Nie ma to jak w domu.Dwa westchnienia odbijają się echem po pustym domu, a następnie słychać głuche odgłosy, kiedy ja i Jace odkładamy nasze walizki na podłogę.
Dziwnie jest wrócić do domu po prawie tygodniu, ale z drugiej strony jest tak, jakbyśmy w ogóle nie wyjeżdżali. I cholernie się cieszę, że nie mam wielu złych wspomnień z moich Dni Bez Jay'a w tym domu.
Moje usta wyginają się w uśmiechu, gdy myślę o tym, co wydarzyło się zaledwie trzy godziny temu. Widziałam go. Nagle mam ochotę z nim porozmawiać, powiedzieć mu, że nie mogę znieść ani minuty bez niego, a jeśli on wciąż chce przemyśleć swoje uczucia, to musi to przeboleć i rozmyślać ze mną w swoim życiu.
Schylam się po swoje walizki, gotowa, by je rozpakować i podłączyć mój wyłączony telefon do ładowarki, abym mogła porozmawiać z Jay'em, ale słyszę za sobą chrząknięcie mojego brata i wiem dokładnie, dlaczego to robi, więc nawet się nie odwracam.
- Nie teraz, Jace. Powiem ci wszystko wieczorem, przy kolacji. Teraz chcę po prostu odpocząć, dobrze? - Bardziej stwierdzam, niż pytam i nie czekając na odpowiedź, idę w górę po schodach.
Jak tylko jestem w swoim pokoju, pierwszą rzeczą, którą robię jest podłączenie mojego kochanego telefonu do ładowarki, bo rozładował się w połowie lotu. Druga jego część była cholernie nudna, możecie to sobie wyobrazić. Czekam, aż mały znaczek baterii pojawi się na ekranie, a następnie naciskam boczny przycisk do włączania i czekam kilka sekund.

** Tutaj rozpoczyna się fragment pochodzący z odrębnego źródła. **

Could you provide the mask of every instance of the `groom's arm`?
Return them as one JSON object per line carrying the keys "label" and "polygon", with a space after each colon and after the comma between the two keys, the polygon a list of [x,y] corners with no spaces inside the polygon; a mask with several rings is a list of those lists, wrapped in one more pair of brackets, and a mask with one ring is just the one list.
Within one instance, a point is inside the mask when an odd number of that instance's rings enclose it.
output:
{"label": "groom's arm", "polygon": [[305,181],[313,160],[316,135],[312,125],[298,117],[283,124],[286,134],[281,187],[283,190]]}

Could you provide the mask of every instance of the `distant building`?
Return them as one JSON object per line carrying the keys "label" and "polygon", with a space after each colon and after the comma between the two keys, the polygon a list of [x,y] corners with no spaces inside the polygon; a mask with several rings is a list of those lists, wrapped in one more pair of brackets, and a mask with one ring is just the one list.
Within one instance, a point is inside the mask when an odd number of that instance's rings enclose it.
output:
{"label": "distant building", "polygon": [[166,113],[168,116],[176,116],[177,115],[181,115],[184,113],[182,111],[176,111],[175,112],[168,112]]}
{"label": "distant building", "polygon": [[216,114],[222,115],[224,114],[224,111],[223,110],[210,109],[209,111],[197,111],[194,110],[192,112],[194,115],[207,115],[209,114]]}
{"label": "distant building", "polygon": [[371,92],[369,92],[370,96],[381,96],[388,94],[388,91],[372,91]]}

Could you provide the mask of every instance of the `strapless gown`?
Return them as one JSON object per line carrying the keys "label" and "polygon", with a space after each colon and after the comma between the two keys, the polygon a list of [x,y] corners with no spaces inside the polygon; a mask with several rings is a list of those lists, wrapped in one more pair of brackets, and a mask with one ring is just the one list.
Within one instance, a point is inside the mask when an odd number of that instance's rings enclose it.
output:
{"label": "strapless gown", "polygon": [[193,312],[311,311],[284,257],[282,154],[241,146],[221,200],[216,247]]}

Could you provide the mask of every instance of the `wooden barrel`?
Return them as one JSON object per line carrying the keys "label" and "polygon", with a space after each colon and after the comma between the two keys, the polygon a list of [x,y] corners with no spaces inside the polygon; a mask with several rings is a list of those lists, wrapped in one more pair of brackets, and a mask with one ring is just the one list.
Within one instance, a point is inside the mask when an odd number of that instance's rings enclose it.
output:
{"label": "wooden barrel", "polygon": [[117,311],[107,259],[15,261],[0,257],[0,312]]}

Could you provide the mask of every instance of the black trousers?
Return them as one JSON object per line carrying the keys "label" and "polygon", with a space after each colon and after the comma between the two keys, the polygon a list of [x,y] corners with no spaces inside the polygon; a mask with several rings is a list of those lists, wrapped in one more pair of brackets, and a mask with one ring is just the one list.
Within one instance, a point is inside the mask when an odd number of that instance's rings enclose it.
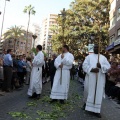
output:
{"label": "black trousers", "polygon": [[108,96],[111,96],[112,98],[118,97],[118,92],[120,91],[120,88],[117,86],[111,87]]}
{"label": "black trousers", "polygon": [[51,89],[52,89],[53,82],[54,82],[54,76],[55,76],[55,74],[51,74],[51,75],[50,75]]}
{"label": "black trousers", "polygon": [[23,85],[24,83],[24,72],[18,72],[18,77],[20,80],[20,85]]}
{"label": "black trousers", "polygon": [[12,80],[12,67],[4,66],[4,81],[3,81],[3,90],[7,91],[11,89],[11,80]]}

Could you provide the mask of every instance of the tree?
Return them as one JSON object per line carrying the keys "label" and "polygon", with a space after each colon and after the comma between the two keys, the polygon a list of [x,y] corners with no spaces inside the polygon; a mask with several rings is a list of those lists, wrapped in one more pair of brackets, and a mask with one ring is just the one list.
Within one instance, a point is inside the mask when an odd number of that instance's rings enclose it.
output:
{"label": "tree", "polygon": [[29,5],[29,6],[25,6],[23,12],[28,14],[27,38],[26,38],[26,53],[27,53],[27,43],[28,43],[28,31],[29,31],[29,25],[30,25],[30,17],[31,17],[31,15],[35,15],[36,11],[34,10],[34,7],[32,5]]}
{"label": "tree", "polygon": [[[57,29],[58,34],[52,37],[53,43],[59,43],[63,39],[61,16],[57,22],[60,27]],[[108,45],[108,29],[109,0],[75,0],[66,10],[64,40],[75,56],[80,54],[79,51],[87,51],[87,45],[92,40],[91,36],[95,36],[94,43],[101,37],[101,46],[104,49]]]}
{"label": "tree", "polygon": [[4,39],[8,40],[8,39],[12,39],[14,40],[14,53],[16,51],[16,41],[20,38],[24,36],[24,30],[22,29],[22,26],[13,26],[11,28],[8,29],[7,32],[5,32],[3,34]]}

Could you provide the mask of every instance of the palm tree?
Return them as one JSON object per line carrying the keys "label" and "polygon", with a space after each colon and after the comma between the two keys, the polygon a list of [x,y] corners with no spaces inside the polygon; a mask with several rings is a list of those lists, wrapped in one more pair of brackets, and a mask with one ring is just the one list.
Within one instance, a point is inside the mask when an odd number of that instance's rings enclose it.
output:
{"label": "palm tree", "polygon": [[34,7],[32,5],[25,6],[24,13],[28,13],[28,25],[27,25],[27,39],[26,39],[26,53],[27,53],[27,43],[28,43],[28,30],[30,25],[30,16],[35,15],[36,11],[34,10]]}
{"label": "palm tree", "polygon": [[24,30],[22,29],[22,26],[13,26],[8,29],[7,32],[4,33],[4,39],[13,39],[14,40],[14,53],[16,51],[16,41],[24,36]]}

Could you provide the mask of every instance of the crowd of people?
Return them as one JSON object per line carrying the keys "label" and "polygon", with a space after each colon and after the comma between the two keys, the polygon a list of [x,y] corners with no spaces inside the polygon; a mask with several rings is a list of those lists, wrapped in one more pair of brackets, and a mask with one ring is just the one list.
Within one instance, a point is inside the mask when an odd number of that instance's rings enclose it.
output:
{"label": "crowd of people", "polygon": [[[42,83],[53,81],[55,74],[54,60],[56,54],[52,55],[53,59],[44,58],[42,66]],[[0,89],[5,92],[11,92],[14,89],[22,88],[30,84],[32,70],[32,58],[23,55],[15,55],[11,49],[4,51],[0,56]],[[52,83],[51,83],[52,86]]]}
{"label": "crowd of people", "polygon": [[111,68],[106,75],[106,94],[110,99],[120,104],[120,60],[114,57],[110,60]]}
{"label": "crowd of people", "polygon": [[[51,81],[51,102],[64,103],[68,99],[70,77],[78,80],[84,87],[83,109],[95,113],[101,118],[101,104],[104,92],[111,99],[120,103],[120,61],[112,57],[109,60],[98,53],[99,46],[94,46],[94,53],[76,67],[74,56],[69,47],[64,45],[62,54],[52,55],[52,59],[44,57],[42,46],[36,47],[37,55],[31,59],[25,55],[15,56],[12,50],[7,50],[0,60],[0,79],[3,79],[2,90],[29,85],[27,94],[30,98],[40,98],[42,84]],[[3,68],[3,69],[2,69]],[[105,82],[106,81],[106,82]]]}

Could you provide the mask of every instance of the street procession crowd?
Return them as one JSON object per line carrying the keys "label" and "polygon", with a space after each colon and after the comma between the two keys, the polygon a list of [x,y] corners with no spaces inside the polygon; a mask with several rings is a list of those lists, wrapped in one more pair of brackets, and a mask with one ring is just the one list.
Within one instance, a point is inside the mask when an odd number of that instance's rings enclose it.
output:
{"label": "street procession crowd", "polygon": [[94,45],[94,53],[87,55],[77,67],[67,45],[63,46],[60,55],[52,54],[52,59],[44,56],[41,45],[36,47],[36,51],[33,59],[25,55],[16,56],[11,49],[3,54],[0,59],[2,91],[10,92],[26,84],[29,85],[28,96],[40,99],[42,84],[51,81],[51,103],[59,101],[64,104],[68,99],[70,79],[75,80],[78,76],[77,80],[84,87],[83,110],[101,118],[105,95],[120,103],[120,60],[115,57],[107,59],[99,54],[98,45]]}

Rzucam brudne ubrania na podłogę, tworząc stos, a czyste kładę na łóżku. Następnie biorę pustą walizkę i ruszam przez pokój, aby schować ją do szafy. Ale w połowie drogi mój telefon wibruje i zatrzymuję się w miejscu. To może być on?
Szybko kończę to, co miałam zrobić, a kiedy torba jest na swoim miejscu, wracam jak najszybciej do miejsca, gdzie ładował się telefon.Niech to będzie od niego. Proszę. Proszę.
O Boże. Jest. I to cholernie długa wiadomość.
Od: King Jay (17:26)
Hej, Ro. Wiem, że teraz nie odczytasz tej wiadomości, bo nadal jesteś w powietrzu, ale nie mogłem dłużej czekać. Czuję się okropnie. Nie mogłem nawet prowadzić po tym, jak Cię zobaczyłem. Musiałem poprosić jednego z moich przyjaciół, aby to zrobił. Aby prowadził MÓJ samochód. Nigdy nie pozwalam nikomu jeździć moim samochodem. Byłem po prostu zbyt wściekły i bałem się, że zrobiłbym więcej szkód, niż pożytku. W każdym razie, chciałbym Cię przeprosić, kochanie. Nie wiem, co mną kierowało, ze nas rozdzieliłem, że pomyślałem, że to będzie najlepsze rozwiązanie, skoro najwyraźniej nie było. Bo przeze mnie nie mieliśmy pojęcia, że byliśmy tak blisko siebie, a nim się zorientowaliśmy, było już za późno. Najgorsze było widzieć Cię tam, wyglądającą tak zajebiście pięknie, zaledwie kilka metrów ode mnie, bo nie mogłem nic z tym zrobić. Chciałem Cię dotknąć, chciałem poczuć Twoje ciało w swoich ramionach. I te usta... Boże, te usta, kochanie. Zawsze się zastanawiałem, jakby to było Cię pocałować, a teraz wiem, że niczego nie pragnę bardziej. Ale oczywiście to się nie stanie, jeśli mi nie wybaczysz tego, co nam zrobiłem. Więc proszę, wybacz mi. Błagam Cię. A jeśli jakimś cudem to zrobisz, to nie wiem, czy poczekam do lata, aby pocałować te usta.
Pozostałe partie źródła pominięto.